Les promesses de l’introduction ne sont pas tenues, confirmant ainsi que n’est pas Michel Foucault qui voudrait : la plupart des textes souffrent d’une surprenante superficialité qui ne correspond guère à l’autorité méritée d’un des éditeurs (D. Kertzer) ou à une maison d’édition comme Cambridge University Press. La multiplication des exemples analysés par certains auteurs (Nobles, 2; Goldscheider, 4; Arel, 4; Uvin, 2) participe à cette domination du quantitatif sur l’approfondissement qualitatif. Nos collègues auraient raison de trouver aberrant qu’Arel se limite, dans sa courte section sur la démolinguistique au Québec, à un article de la Gazette (!) et à une seule contribution chacun de C. Castonguay et de C. Veltman pour repousser les craintes québécoises en matière linguistique.
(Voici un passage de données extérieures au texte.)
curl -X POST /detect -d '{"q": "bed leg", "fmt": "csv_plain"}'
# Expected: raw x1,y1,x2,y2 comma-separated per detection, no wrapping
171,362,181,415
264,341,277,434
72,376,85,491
Le regard porté par Nobles sur une société (Brésil) autre que la sienne laisse poindre une méconnaissance des débats idéologiques autour des travaux de G. Freyre et R. Bastide. Finalement, Goldscheider nous apprend bien peu de chose sur chacun de ses cas, surtout sur Israël, où l’auteur nous renvoie à un autre ouvrage pour comprendre les fondements ethniques de l’idéologie sioniste, nous privant d’outils pour saisir le débat démographique actuel en Israël et en Palestine.

Seuls Blum et Abramsom n’ont pas été tentés pas cette surenchère. Pour Blum, le choix de se pencher sur une discussion franco-française n’a pas été très heureux : d’une part l’analyse des origines historiques du débat s’avère très limitée, car en se confinant à l’Algérie et aux Départements et Territoires d’Outre-Mer (DOM-TOM), il expédie dans l’oubli les expériences fort riches de recensements coloniaux en AOF, AEF, Madagascar et Indochine; d’autre part la portée hors France du compte rendu de ces échanges de salves entre collègues n’est pas très évidente.

Demeurent donc le texte d’Abramson et celui d’Uvin, qui allient le bon dosage de connaissance approfondie du terrain, histoire et société, et d’exposé d’une problématique achevée. C’est bien peu.